Many people who actually work with JSON don’t think in terms of data items, but in terms of members (entries of a map, i.e. key/value pairs).  Because JSON values are data items and members cannot exist outside a map, this creates a need to wrap those members into maps, and to unwrap them again what talking about them as members.

See https://ietf-wg-asdf.github.io/SDF/sdf.html#name-sdfchoice for an example how that thinking looks like in practice (yes, I wrote that, fully cognizant of the dissonance).

But that prevalent thinking does not have to be reflected here, and I’m proposing a change in the PR.

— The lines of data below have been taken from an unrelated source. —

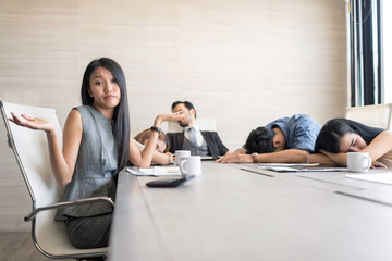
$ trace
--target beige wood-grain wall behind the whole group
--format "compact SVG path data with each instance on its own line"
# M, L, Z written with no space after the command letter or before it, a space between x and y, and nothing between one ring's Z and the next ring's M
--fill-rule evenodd
M133 134L191 100L234 150L277 117L346 107L344 0L1 0L0 36L0 99L56 108L61 125L99 57L125 72ZM0 231L26 231L2 123L0 165Z

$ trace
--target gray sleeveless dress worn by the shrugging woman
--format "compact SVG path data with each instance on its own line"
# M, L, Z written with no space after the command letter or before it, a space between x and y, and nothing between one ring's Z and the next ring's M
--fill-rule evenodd
M98 196L111 197L114 200L117 185L114 172L118 167L118 150L112 133L112 122L94 107L83 105L74 109L78 110L82 115L83 135L75 171L72 181L64 188L61 201ZM82 222L86 217L85 220L96 222L97 216L109 215L105 219L105 222L109 222L109 224L96 225L110 227L112 211L112 207L106 202L83 204L58 210L56 220L66 221L66 223L69 221L77 221L78 224L68 228L78 229L83 226L83 229L81 233L77 231L69 232L70 239L74 245L79 245L76 247L89 248L95 247L94 245L97 244L93 243L93 246L89 246L83 245L83 243L75 243L75 240L78 240L77 237L81 235L95 239L98 237L97 232L99 234L99 229L90 224L79 223L79 221ZM86 231L88 226L91 226L90 235Z

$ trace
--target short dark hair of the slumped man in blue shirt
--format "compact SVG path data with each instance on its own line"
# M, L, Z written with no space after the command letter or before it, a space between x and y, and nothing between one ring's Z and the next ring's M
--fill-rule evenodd
M274 136L275 133L270 127L258 127L253 129L246 138L246 153L269 153L275 151L277 148L273 147Z

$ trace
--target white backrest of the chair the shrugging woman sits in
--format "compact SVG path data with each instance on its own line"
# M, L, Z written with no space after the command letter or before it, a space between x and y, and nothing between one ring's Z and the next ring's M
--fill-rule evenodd
M1 102L1 111L9 135L9 145L15 153L17 164L32 196L33 208L59 202L62 187L56 182L50 167L47 135L45 132L21 127L7 120L11 117L11 112L17 115L27 114L45 117L57 127L61 142L61 129L54 109Z

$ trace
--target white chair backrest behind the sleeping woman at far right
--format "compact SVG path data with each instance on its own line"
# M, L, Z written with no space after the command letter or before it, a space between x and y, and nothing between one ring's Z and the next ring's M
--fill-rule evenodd
M391 129L391 105L377 104L347 108L345 117L372 127Z

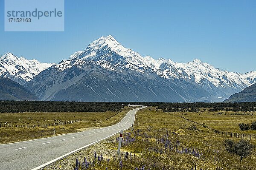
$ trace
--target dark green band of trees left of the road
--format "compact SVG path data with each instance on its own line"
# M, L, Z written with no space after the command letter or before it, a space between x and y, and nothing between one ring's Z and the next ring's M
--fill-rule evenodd
M5 101L0 102L0 113L22 112L105 112L124 108L117 102L40 102Z

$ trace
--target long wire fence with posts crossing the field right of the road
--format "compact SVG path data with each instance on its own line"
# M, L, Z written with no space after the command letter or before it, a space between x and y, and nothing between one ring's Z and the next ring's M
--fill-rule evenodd
M195 123L197 125L201 125L201 126L203 126L205 128L208 128L213 133L218 133L220 135L226 135L226 136L231 136L231 137L235 137L235 138L242 138L242 139L248 139L248 140L256 140L256 135L216 130L216 129L212 128L212 127L209 127L209 126L205 125L204 123L198 123L198 122L192 121L190 119L187 119L187 118L185 118L183 116L180 116L180 117L182 117L183 119L185 119L185 120L187 120L189 122Z

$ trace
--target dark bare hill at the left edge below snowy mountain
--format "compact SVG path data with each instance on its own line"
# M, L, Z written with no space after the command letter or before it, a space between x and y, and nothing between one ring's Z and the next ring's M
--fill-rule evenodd
M39 100L22 85L0 77L0 100Z

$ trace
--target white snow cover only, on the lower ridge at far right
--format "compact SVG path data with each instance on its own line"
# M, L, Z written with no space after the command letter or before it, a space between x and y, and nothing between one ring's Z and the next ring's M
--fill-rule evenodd
M187 63L171 62L171 64L177 69L180 77L192 79L198 84L201 84L202 80L206 79L219 88L230 87L243 90L245 87L248 87L256 81L256 72L239 74L229 71L221 71L206 62L201 62L199 59L194 59ZM169 69L169 71L172 70L173 68Z

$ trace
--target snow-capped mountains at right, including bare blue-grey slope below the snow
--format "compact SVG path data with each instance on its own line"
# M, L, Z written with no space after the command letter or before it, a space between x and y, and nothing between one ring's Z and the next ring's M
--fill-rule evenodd
M256 82L256 71L240 74L221 71L199 59L187 63L167 60L160 66L164 77L190 79L219 98L228 98Z

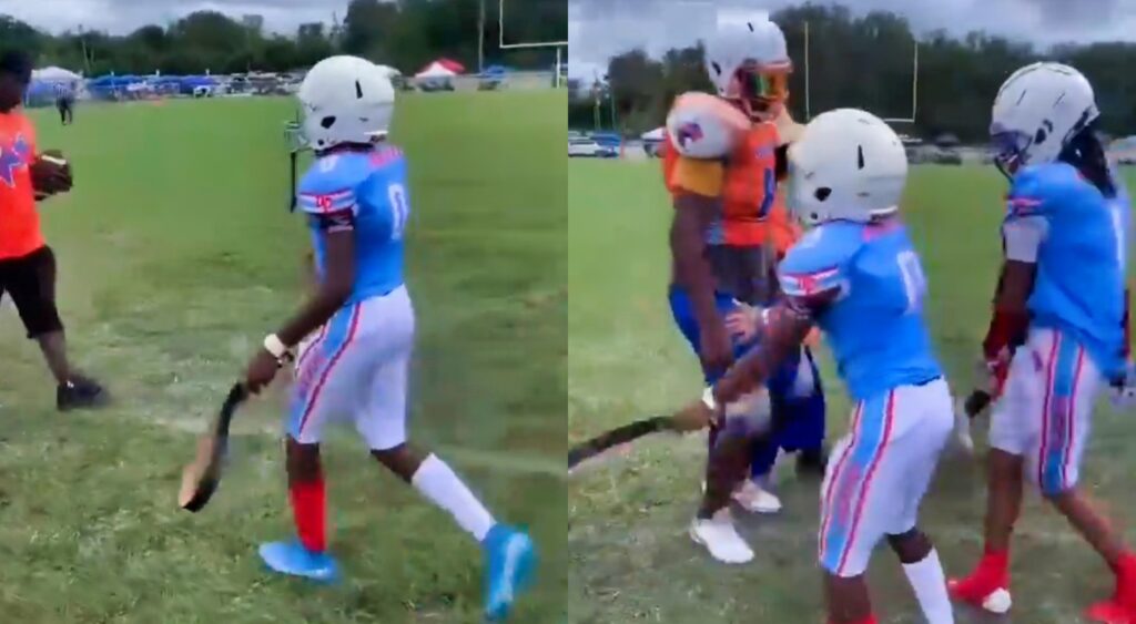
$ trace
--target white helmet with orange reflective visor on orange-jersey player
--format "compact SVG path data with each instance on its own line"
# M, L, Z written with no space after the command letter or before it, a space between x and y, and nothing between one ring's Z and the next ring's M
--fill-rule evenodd
M705 66L718 95L741 101L751 117L772 119L780 113L793 62L785 33L772 22L719 26L705 42Z

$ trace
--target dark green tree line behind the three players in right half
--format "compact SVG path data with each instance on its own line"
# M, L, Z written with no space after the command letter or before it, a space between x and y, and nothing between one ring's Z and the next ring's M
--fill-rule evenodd
M854 16L843 6L804 5L771 19L785 32L794 73L790 109L805 120L805 23L809 39L809 112L855 107L880 117L909 118L912 65L918 40L918 93L913 124L895 127L917 136L951 133L967 142L986 138L991 104L1010 74L1035 60L1068 62L1093 83L1104 132L1136 133L1136 44L1060 44L1037 50L1029 43L982 32L951 36L935 31L916 36L905 18L872 11ZM661 58L630 50L609 60L607 79L578 85L569 125L638 134L660 126L676 94L707 91L701 43L671 49ZM571 86L571 85L570 85ZM595 96L599 95L599 98ZM600 106L596 107L596 101Z

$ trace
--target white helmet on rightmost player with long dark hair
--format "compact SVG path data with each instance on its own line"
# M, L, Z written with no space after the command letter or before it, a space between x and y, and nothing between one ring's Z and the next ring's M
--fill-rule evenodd
M1100 115L1093 86L1080 71L1056 62L1027 65L1006 78L994 98L994 161L1006 174L1052 162Z

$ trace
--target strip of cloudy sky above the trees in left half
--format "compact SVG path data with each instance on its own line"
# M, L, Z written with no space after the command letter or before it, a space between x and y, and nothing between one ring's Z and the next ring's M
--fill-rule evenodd
M343 19L348 0L0 0L0 14L36 27L61 32L97 28L126 34L145 24L166 24L195 10L212 9L233 16L261 15L270 31L293 32L304 22Z

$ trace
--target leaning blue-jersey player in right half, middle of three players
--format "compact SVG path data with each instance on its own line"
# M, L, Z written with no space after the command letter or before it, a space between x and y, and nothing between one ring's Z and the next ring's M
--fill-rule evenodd
M835 110L805 127L790 149L788 201L816 227L778 267L785 297L763 314L760 346L691 407L710 418L722 405L720 425L730 427L730 404L815 326L824 332L855 400L821 490L819 558L833 624L876 622L863 573L883 539L927 621L953 622L938 555L916 524L954 416L922 317L926 280L897 216L907 170L899 137L870 113ZM740 470L744 463L718 466Z

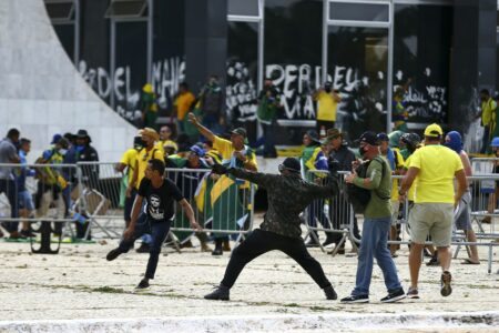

> Three.  "Where a JSONPath processor uses JSONPath expressions as
> output paths, these will always be converted to the more general
> bracket-notation."

Fixed in PR.

> For output paths, Goessner uses the term "normalized path
> expressions", which should be unambiguously defined. For uniqueness,
> in addition to avoiding dot-notation, there would need to be other
> restrictions, including avoiding the descendant operator .., and
> filters.
> 
> Four. "The symbol @ is used for the current object."

Fixed in PR.

> Only if you interpret "object" to mean _any_ JSON value. In the
> example above this sentence,
> 
> $.store.book[(@.length-1)].title
> 
> the symbol @ refers to a JSON array, with a JavaScript like property "length".
> 
> That arrays must support a JavaScript like property length is not
> explicitly stated in the draft, but is implied in two examples. This
> should be clarified. Not all implementations do, for example,
> implementations that support functions that can be invoked at the tail
> end of a path typically support a function call length() instead.

Defining .length is part of the outstanding work on the expression language.

> I also think the @ notation could be better explained, this particular
> reader struggled to understand what was meant by "current object" in
> original Goessner, and had to figure it out from examples.

Please send text.

Grüße, Carsten